大家好,这里是小橙的杂文分享栏目。每周二分享一部作品,共赏文学之美,记得来看哦~
今天是专属于男神加缪的特别刊
对于世界
我永远是个陌生人
我不懂它的语言
他不懂我的沉默
我们交换的
只是一点轻蔑
如同相逢在镜子中
——摘自北岛《无题》
La mort heureuse
《快乐的死》
特别刊自然是特别一些,今儿没有作者介绍和résumé,我们直接进入正文
温馨提示:此次篇幅稍长,大家慢慢阅读,感谢各位支持,比心!
自然的死
梅尔索谋杀了萨格勒斯,一个双腿残疾的富商。
一场完美谋杀。Un crime crapuleux.
梅尔索是谁,萨格勒斯又是谁,故事还得从头说起。
梅尔索 (Mersault) 是个身材高大、富有活力的年轻人,与母亲相依为命,住在一个破败肮脏的小公寓里,母亲去世后,本来就朋友不多的他显得更加寂寞孤独,“如今,孤独一人的贫穷,却是一种悲惨的不幸”。
梅尔索的生活每天在咖啡馆和柏油味之间来回摆荡,与他自身很疏离,外部世界的炽热喧嚣和内心深处的空洞对比强烈;他漠不关心,无论是餐馆老板惊心动魄的参军经历还是患有肺结核的相熟之人的悲惨故事,都无法勾起他的交流欲望,常以冷淡和抗拒回应;闲暇时,为了熬过一天,坐在自家阳台上冷漠地观察着周围环境里的一切人事,仿佛自己只是世界的旁观者,非参与者。
他的疏离与冷漠,即使是面对情人马莎 (Marthe),也并未有太大改变。马莎有张“彩绘女神般的脸庞”,光彩夺目,但梅尔索与她在一起,更多是因为虚荣,因为马莎是他“快乐的借口”,而不是因为爱情。
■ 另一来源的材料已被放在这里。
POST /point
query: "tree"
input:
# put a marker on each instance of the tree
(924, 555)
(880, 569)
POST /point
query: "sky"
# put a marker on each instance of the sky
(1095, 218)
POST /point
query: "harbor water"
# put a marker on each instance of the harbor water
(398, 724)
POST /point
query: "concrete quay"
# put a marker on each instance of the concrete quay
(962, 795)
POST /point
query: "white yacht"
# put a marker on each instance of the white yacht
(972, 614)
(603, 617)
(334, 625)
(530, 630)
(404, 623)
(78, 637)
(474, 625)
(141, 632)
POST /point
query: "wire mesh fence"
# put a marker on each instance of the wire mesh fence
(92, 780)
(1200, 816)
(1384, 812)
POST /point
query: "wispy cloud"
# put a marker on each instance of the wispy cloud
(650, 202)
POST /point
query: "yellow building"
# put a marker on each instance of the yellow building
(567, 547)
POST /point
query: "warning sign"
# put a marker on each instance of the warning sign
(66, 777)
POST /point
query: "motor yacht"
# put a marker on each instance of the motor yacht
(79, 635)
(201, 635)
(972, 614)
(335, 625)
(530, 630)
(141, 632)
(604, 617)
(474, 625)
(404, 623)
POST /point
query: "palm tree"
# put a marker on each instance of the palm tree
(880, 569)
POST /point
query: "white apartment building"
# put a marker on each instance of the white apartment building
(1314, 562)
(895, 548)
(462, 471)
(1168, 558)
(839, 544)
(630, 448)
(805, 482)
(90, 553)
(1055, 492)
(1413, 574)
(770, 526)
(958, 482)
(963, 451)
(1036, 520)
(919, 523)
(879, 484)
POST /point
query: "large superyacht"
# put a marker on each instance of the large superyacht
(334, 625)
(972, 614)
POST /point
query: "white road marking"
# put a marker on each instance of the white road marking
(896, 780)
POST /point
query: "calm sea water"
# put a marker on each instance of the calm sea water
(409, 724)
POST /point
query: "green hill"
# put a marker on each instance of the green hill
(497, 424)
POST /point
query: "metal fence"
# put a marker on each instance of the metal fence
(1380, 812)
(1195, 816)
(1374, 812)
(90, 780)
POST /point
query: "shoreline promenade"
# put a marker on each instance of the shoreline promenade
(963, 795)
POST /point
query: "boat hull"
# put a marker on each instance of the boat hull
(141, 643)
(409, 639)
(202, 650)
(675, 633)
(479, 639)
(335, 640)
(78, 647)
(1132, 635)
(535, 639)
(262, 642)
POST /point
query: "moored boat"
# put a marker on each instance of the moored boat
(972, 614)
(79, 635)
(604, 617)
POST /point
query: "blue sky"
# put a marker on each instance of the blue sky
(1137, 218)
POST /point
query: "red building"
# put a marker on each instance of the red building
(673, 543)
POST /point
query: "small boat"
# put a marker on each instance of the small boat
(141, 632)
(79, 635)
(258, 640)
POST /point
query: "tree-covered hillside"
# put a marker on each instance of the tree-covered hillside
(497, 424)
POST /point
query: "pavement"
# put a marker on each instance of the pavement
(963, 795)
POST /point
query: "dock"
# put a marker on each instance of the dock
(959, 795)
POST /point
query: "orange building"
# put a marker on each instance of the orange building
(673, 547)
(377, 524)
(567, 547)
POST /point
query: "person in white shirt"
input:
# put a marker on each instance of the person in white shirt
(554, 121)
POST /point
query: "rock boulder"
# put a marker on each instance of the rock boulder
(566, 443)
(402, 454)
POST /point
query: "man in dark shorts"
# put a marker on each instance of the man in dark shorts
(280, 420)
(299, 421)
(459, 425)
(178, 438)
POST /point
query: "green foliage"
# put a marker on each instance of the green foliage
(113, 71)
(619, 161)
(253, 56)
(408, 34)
« Tu m’aimes », dit Marthe sans transition.
Mersault soudain s’anima et rit très fort.
« Voilà une question bien grave. »
« Réponds. »
« Mais à notre âge, on n’aime pas. On se plaît, c’est tout. C’est plus tard, quand on est vieux et impuissant qu’on peut aimer. À notre âge, on croit qu’on aime. C’est tout, quoi. »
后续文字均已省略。